2. to facilitate and encourage the proactive use of post categories/tags by groups of bloggers with shared interests. All searches can be bookmarked for reference, making it possible to create useful resources of blogging about specific news, topics, conferences, etc, in a similar fashion to Twitter hashtags. Bloggers could agree on a shared tag for posts, or an event organiser could announce one in advance, as is often done with Twitter hashtags.
Caveats and Work in Progress
This does not search post content, and it will not find any informal keywords/hashtags within the body of posts.

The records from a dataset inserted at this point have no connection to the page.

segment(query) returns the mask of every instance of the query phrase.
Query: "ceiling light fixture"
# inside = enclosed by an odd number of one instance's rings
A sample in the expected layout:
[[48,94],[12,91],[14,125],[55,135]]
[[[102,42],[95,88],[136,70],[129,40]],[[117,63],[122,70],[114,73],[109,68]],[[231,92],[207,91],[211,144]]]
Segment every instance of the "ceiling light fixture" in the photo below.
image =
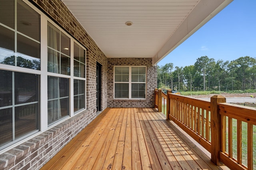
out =
[[26,26],[29,26],[32,25],[31,24],[31,23],[30,23],[30,22],[28,22],[27,21],[23,21],[23,20],[20,21],[20,23]]
[[125,25],[127,26],[131,26],[132,25],[132,22],[131,21],[128,21],[125,23]]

If EMC doesn't find any <category> tags for a post in the RSS feed it is classified as uncategorized. These and any <category> 'uncategorized' from the feed are omitted from search results. (It should always be borne in mind that some bloggers never use any kind of category or tag at all.)
This will not be a 'real time' search, although EMC updates content every few hours so it's never very far behind events.
The search is at present quite basic and limited. I plan to add a number of more sophisticated features in the future including the ability to filter by blog tags and by dates. I may also introduce RSS feeds for search queries at some point.
Constructing Search Query URLs
If you'd like to use an event tag, it's possible to work out in advance what the URL will be, without needing to visit EMC and run the search manually (though you might be advised to check it works!). But you'll need to use URL encoding as appropriate for any spaces or punctuation in the tag (so it might be a good idea to avoid them).
This is the basic structure:
http://emc.historycarnival.org/searchcat?s={search term or phrase}
For example, the URL for a simple search for categories containing London:
http://emc.historycarnival.org/searchcat?s=london
The URL for a search for the exact category Gunpowder Plot:
http://emc.historycarnival.org/searchcat?s=Gunpowder%20Plot&exact=on
In this more complex URL, %20 is the URL encoding for a space between words and &exact=on adds the exact category requirement.
I'll do my best to ensure that the basic URL construction (searchcat?s=...) is stable and persistent as long as the site is around.